Nicolas Beechy-Newman, consultant surgeon and clinical director at The Harley Street Breast Clinic, agreed that for these “middle risk” patients – a sizeable number – “it hasn’t got you very far.”
“We are trying to move away from a percentage and be more individual to each patient,” he said. “One of the weaknesses of these things is that they are still not completely individualised. It’s just another percentage. What we are all aiming for is to be able to look at one patient and say ‘for you this will definitely work’.”
While Oncotype DX and similar gene profiling tests are yet to win over UK insurers, targeted therapies – and the tests required to determine their effectiveness for individual patients – are already being funded.
In fact, the speed with which private medical insurance (PMI) providers can approve such targeted therapies has enabled the industry to establish clear blue water between its offering and that of the NHS in recent years. For example, Bupa decided that it would fund Herceptin for breast cancer patients before it was licensed, because it was confident that a clinical trial had demonstrated its effectiveness. In contrast, the Health Secretary at the time Patricia Hewitt had to demand that NHS patients be given access to the drug, following patient demands.
Another drug commonly funded by PMI providers is the bowel cancer therapy cetuximab (trade name Erbitux), the effectiveness of which can be determined by testing tumours for a particular form of a certain gene. Aviva’s Dr Wright said that the insurer “took an early move” on the decision to fund such tests.
“Waiting in the wings are a whole lot more of these,” he said, pointing to recent reports in the national press that the entire genetic codes of two cancers have already been mapped. “This takes us into the next wave of development.”

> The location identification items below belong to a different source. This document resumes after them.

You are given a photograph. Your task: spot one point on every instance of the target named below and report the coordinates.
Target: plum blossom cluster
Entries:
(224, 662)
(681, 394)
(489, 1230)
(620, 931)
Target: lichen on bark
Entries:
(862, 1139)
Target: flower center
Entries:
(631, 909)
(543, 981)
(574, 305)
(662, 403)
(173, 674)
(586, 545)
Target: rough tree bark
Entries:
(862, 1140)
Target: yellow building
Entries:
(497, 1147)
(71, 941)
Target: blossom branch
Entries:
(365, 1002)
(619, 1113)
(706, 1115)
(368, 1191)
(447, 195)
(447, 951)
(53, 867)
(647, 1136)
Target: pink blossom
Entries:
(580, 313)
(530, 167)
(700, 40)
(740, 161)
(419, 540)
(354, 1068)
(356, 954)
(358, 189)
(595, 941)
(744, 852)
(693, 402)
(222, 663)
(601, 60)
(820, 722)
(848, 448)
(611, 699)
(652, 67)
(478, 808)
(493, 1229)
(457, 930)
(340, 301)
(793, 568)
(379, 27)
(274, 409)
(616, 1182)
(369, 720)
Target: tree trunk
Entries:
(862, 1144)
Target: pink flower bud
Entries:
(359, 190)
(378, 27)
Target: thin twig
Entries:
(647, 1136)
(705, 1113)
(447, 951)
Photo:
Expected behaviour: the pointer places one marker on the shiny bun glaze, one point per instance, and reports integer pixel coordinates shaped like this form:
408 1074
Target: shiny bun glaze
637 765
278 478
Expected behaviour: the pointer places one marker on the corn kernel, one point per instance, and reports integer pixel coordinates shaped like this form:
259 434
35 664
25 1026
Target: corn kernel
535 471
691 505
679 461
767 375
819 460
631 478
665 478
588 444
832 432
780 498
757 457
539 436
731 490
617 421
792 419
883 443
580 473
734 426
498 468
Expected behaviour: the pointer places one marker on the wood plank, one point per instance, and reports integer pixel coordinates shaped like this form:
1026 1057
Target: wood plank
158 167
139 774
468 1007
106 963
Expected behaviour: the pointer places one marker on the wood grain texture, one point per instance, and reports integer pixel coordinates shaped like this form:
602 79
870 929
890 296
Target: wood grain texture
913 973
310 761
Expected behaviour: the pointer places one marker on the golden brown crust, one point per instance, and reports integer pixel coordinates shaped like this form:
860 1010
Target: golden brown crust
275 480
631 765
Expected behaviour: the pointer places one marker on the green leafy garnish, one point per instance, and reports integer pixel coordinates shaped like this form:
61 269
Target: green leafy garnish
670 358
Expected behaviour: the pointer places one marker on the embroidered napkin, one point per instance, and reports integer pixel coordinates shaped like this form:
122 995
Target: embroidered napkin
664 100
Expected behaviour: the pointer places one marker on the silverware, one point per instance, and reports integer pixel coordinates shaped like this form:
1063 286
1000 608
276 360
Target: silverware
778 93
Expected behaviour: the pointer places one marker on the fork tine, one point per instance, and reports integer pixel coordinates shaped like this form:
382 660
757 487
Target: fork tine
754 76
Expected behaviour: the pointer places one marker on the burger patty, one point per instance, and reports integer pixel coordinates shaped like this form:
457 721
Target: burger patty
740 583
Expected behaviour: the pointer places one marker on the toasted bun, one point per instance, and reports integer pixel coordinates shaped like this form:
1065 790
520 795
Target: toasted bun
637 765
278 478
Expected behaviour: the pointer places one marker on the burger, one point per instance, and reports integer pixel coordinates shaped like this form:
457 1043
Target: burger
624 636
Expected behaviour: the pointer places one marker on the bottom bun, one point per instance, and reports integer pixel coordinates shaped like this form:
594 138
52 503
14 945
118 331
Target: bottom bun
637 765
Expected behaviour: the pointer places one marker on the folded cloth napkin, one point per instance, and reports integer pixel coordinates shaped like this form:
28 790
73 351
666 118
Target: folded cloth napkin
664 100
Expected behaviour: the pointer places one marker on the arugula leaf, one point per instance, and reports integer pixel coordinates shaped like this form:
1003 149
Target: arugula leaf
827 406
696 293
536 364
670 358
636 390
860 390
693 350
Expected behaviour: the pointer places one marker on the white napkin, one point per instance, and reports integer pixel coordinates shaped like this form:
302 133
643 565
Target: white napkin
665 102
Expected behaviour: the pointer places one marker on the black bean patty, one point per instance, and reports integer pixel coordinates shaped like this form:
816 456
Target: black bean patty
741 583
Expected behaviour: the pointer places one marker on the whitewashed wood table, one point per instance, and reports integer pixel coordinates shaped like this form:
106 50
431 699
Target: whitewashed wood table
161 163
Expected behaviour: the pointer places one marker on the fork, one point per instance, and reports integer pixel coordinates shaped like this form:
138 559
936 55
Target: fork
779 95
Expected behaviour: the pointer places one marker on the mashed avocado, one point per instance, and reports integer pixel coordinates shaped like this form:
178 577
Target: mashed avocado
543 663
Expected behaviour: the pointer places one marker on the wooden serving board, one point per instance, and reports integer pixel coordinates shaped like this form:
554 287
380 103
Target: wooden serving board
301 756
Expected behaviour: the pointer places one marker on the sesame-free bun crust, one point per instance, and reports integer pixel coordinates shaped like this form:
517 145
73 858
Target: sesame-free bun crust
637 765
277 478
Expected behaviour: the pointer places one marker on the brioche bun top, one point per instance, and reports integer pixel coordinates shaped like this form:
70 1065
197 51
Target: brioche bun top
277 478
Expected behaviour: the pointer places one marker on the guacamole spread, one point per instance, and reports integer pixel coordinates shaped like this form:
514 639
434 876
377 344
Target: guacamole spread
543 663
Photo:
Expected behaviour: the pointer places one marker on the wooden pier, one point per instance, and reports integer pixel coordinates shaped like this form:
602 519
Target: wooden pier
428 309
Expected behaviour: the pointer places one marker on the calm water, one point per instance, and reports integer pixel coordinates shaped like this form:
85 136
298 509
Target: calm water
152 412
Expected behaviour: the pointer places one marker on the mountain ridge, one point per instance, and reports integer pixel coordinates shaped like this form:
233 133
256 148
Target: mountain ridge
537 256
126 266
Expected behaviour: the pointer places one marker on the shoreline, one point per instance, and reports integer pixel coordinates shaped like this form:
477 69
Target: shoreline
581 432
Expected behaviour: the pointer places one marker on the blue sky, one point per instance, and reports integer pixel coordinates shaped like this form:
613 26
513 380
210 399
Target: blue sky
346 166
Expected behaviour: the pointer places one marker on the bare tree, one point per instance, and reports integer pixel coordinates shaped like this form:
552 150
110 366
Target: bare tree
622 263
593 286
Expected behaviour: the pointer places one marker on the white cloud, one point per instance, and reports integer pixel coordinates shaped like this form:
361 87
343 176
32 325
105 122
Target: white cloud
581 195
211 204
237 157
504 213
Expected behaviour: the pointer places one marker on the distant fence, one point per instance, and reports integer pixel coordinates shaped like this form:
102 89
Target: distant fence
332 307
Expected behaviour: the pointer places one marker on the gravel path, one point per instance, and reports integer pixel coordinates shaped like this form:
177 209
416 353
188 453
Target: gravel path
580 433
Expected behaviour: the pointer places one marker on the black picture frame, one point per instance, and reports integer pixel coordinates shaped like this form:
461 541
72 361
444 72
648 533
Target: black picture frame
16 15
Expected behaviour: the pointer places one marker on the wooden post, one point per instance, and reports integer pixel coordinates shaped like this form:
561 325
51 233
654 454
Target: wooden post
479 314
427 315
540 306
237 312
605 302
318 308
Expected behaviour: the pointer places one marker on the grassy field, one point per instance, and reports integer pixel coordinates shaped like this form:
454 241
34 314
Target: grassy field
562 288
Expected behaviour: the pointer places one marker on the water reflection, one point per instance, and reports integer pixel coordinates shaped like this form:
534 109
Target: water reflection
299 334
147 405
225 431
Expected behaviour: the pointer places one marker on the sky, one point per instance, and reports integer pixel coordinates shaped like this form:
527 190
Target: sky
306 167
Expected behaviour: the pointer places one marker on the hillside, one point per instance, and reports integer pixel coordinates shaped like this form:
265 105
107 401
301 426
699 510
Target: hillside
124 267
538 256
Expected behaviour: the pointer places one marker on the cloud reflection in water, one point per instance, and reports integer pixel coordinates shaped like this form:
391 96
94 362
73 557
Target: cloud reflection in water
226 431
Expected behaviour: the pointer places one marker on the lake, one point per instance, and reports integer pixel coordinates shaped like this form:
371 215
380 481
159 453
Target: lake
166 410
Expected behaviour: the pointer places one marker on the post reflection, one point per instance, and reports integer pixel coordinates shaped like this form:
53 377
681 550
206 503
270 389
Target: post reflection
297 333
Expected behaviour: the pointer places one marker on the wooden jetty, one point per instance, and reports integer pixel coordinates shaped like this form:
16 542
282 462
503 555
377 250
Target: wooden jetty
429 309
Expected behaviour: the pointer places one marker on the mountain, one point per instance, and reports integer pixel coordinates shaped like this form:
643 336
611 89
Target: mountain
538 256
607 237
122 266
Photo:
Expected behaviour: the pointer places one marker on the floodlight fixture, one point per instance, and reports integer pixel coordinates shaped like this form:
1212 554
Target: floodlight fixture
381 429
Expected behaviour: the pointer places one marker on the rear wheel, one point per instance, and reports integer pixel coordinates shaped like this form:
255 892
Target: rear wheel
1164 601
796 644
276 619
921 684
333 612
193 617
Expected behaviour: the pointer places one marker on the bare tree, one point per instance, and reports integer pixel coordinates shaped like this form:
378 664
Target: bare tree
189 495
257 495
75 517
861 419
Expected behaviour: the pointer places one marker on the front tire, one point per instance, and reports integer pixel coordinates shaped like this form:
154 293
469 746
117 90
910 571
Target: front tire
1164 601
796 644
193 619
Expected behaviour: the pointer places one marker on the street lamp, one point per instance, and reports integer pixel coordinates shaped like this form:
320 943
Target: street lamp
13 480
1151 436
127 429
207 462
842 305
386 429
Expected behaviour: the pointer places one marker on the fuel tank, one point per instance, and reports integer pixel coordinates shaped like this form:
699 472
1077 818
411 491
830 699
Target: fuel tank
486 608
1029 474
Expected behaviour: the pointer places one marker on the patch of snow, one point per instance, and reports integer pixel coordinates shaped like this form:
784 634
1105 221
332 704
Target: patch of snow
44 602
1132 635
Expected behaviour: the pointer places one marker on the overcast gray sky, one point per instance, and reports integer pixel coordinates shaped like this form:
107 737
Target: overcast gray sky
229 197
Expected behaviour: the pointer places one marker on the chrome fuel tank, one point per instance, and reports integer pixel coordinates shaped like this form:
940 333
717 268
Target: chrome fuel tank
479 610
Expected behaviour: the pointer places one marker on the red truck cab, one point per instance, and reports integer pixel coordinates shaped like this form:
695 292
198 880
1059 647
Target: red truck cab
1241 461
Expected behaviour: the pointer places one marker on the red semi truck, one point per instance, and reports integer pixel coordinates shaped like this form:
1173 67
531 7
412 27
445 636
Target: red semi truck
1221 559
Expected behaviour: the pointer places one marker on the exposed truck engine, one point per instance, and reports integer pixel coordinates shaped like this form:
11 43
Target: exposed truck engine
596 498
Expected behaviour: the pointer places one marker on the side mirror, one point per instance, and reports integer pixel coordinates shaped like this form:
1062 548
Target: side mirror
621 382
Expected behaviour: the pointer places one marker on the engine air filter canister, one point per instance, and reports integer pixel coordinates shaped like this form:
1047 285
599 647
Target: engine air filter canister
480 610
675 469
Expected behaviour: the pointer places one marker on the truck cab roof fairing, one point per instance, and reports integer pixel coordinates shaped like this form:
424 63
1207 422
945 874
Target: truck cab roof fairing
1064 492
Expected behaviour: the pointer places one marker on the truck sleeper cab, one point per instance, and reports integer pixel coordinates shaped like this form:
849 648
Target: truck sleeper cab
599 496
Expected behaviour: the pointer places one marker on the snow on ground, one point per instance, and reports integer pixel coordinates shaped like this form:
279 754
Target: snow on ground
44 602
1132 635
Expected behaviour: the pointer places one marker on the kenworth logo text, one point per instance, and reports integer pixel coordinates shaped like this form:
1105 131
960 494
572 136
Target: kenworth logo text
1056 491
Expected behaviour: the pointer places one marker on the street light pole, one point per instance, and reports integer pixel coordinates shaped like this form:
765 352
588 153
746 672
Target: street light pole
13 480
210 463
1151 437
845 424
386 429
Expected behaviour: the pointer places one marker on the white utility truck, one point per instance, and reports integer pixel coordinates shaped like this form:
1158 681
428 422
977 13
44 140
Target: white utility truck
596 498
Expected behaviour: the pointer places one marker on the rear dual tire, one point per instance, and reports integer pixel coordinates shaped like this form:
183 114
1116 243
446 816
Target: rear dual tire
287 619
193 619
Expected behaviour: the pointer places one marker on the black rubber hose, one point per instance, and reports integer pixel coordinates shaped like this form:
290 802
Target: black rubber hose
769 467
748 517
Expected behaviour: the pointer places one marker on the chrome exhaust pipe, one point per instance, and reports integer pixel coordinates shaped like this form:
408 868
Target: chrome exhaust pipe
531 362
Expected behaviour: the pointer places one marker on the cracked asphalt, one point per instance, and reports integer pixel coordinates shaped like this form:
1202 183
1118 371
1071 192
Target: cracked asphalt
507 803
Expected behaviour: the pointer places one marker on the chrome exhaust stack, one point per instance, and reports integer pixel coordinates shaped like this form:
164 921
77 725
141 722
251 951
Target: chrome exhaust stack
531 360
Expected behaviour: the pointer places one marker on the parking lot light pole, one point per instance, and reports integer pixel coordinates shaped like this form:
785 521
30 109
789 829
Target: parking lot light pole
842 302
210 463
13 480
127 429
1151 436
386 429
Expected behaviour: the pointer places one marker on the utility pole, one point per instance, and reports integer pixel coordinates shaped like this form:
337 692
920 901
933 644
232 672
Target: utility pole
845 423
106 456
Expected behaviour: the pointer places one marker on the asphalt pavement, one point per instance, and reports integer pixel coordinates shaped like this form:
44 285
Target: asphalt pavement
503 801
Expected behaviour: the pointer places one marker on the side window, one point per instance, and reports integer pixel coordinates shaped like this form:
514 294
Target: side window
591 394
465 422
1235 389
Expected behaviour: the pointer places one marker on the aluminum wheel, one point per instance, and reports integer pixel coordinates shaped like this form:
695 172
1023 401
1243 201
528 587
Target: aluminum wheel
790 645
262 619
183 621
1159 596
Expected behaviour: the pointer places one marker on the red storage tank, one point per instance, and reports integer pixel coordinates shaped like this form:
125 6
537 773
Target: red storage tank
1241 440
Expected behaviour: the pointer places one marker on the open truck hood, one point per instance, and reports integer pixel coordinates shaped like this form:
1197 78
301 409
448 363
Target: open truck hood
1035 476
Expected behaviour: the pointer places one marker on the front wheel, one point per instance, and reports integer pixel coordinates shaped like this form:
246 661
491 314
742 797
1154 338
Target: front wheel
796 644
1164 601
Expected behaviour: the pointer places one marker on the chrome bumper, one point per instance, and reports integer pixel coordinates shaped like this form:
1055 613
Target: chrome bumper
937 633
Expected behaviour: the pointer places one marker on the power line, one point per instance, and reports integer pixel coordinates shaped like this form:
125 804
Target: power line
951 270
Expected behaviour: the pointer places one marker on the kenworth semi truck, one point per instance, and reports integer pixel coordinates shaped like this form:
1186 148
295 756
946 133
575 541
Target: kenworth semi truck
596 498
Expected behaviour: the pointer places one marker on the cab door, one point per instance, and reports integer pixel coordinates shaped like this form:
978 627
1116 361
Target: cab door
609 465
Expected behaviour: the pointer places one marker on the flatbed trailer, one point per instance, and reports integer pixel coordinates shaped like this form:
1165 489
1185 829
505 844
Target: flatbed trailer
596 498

While stressing the importance of supporting evidence, all three doctors advising the insurers agreed that society is entering a new dawn for cancer treatment.
“It is interesting and exciting if we can get to the position where people are only being treated because they really do need it,” said AXA PPP’s Dr Bolger. “That would be a lot better all round. The cost of the screening or the chemotherapy would not be in that consideration; it would be a good thing to do.”
WHAT IS ONCOTYPE DX?
Oncotype DX is a test can help doctors and patients decide whether or not chemotherapy should be part of a treatment plan. It is appropriate for patients with a common form (oestrogen receptor positive) of early stage breast cancer.
The test is carried out on a sample of the patient’s breast cancer tumour. The activity of 21 genes within this tumour is analysed and the results are reported as a “recurrence score” of between 1 and 100. A lower score means that there is a small chance of the patient’s breast cancer returning or spreading within 10 years of diagnosis and that she is less likely to benefit from undergoing chemotherapy. A higher score means that there is a greater chance of recurrence and more benefit to be gained from chemotherapy. The process takes 10-14 days to complete.
The score is not used to make decisions in isolation as other factors such as the patient’s age will be taken into account and the final choice remains a personal one. Women with a lower score may still decide to undergo chemotherapy.
Studies show that in early stage, oestrogen receptor positive breast cancer only four in 100 women who undergo chemotherapy derive large benefit from it.